The song we’re presenting today is “Original Uranium Baby“, a dystopian tale set in the town of Elliot Lake, Ontario in the year 2088, further described by vocalist/guitarist Sean Arsenian in these words:

“The first half of the tune was resurrected from a defunct dirty punk/noise-rock project that I was in prior to Cell Press. It’s catchy and has some swagger, but we took those riffs and threw them into the ‘human misery machine’ and they came out the other side the way they sound as the 2nd half of the tune… a sludgier, coiling sewer-pipe runoff extrusion of the initial ideas… McGee‘s drumming mutates into a really cool syncopated jazz swing meets primal caveman rage thing, and PQ is serving David Yow by way of Jacob Bannon on top of it all. This song has hooks, pummel, AND a bit of a sophisticated groove to it.”

That’s really all the introduction you need before diving into the song and the radioactively surreal visual presentation of the band performing it. But of course we want to share our own impressions.

The song is indeed a hook monster that will get your muscles jumping, but the hooks are mangled and the beats don’t consistently follow a straight line. It sounds stripped-down, as lots of catchy music often does, but it mutates as it goes.

There’s a heavy throbbing and punching quality to the bass lines, and the riffing seems to blare, quiver, and lurch in differing phases of derangement, while the drumming comes off-kilter just enough to enhance the song’s bamboozling qualities, and the swift fills add to its electric effects.
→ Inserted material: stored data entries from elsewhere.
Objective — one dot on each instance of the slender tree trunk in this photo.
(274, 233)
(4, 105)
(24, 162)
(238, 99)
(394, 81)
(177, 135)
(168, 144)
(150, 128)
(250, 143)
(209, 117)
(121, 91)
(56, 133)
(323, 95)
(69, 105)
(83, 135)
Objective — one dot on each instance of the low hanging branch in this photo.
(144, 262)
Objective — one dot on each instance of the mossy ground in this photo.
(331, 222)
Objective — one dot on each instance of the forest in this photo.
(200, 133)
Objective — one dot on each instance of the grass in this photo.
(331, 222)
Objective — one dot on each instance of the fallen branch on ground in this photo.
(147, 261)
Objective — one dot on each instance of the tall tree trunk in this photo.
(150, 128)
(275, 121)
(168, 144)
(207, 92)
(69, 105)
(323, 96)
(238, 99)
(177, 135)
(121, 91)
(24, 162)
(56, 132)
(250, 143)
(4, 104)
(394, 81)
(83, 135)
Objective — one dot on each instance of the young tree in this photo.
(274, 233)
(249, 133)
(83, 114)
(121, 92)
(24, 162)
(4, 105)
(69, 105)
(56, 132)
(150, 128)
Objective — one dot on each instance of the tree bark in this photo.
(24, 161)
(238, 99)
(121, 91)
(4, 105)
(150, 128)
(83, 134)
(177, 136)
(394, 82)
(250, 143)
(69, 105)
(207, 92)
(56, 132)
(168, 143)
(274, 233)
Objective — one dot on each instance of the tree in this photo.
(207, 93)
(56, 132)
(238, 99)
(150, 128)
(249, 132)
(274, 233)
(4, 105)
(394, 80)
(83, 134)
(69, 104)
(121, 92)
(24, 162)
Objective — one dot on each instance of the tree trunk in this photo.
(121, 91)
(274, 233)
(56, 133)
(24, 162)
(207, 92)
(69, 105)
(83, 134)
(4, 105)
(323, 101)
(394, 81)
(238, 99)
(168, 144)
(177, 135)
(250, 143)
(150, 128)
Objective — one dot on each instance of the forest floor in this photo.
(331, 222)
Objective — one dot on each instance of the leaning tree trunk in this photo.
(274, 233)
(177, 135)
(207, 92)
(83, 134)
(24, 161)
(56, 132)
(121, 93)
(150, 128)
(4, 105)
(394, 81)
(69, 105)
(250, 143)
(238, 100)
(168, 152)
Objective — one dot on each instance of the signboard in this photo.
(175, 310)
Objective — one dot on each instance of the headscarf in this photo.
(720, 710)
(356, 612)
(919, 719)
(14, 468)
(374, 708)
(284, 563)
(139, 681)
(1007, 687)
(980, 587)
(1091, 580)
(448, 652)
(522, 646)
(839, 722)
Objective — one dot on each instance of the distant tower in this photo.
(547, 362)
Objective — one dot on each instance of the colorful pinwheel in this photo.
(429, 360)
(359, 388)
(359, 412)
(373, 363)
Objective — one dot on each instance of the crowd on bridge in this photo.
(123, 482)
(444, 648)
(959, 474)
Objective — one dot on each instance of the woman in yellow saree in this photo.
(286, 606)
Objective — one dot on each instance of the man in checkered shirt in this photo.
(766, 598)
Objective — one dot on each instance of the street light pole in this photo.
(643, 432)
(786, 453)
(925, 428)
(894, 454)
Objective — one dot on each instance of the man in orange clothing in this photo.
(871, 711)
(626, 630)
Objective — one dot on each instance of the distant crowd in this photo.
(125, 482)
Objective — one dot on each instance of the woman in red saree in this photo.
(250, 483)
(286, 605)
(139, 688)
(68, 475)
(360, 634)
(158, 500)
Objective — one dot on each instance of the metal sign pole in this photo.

As the music works its odd magic, and begins to seem like a big ugly bulldozer out of control, a voice howls and screams in a throat-shredding combination of fury and madness.

The video was made by Cell Press guitarist Sean in his guise of Wurmzilla, and Wurmzilla also painted the cover art for Cages, which depicts an in-patient at a psychiatric ward. “The style of the rendering is attempting to express the fragility and mania of the person, and some of the ideas in the songs”.

Cages is set for release on March 8th via The Ghost Is Clear Records (Vinyl), Ancient Temple Recordings (Vinyl), and No List Records (Cassette). You’ll find pre-order opportunities via the linktree below.

Also below you’ll find a lyric video for “Things They Do In France”, the first single from the album — “A song about lost love and what could have been had it not been so toxic.” It’s even more dark and demented than the song we’ve just premiered, and even more ingeniously convoluted, unpredictable, and destabilizing — but be careful of the mangled hooks, because they’re lurking in the song too, even in the soul-sucking tar pit the band drag us into at the end.

PRE-ORDER AND MORE INFO:
https://linktr.ee/cellpress
https://cellpress.bandcamp.com/album/cages
https://www.facebook.com/cellpressmtl
http://www.instagram.com/celllpresss

  2 Responses to “AN NCS VIDEO PREMIERE: CELL PRESS — “ORIGINAL URANIUM BABY””

  1. Thanks so much for doing this premier, and “gods work” in general. Or the devil, or whatever.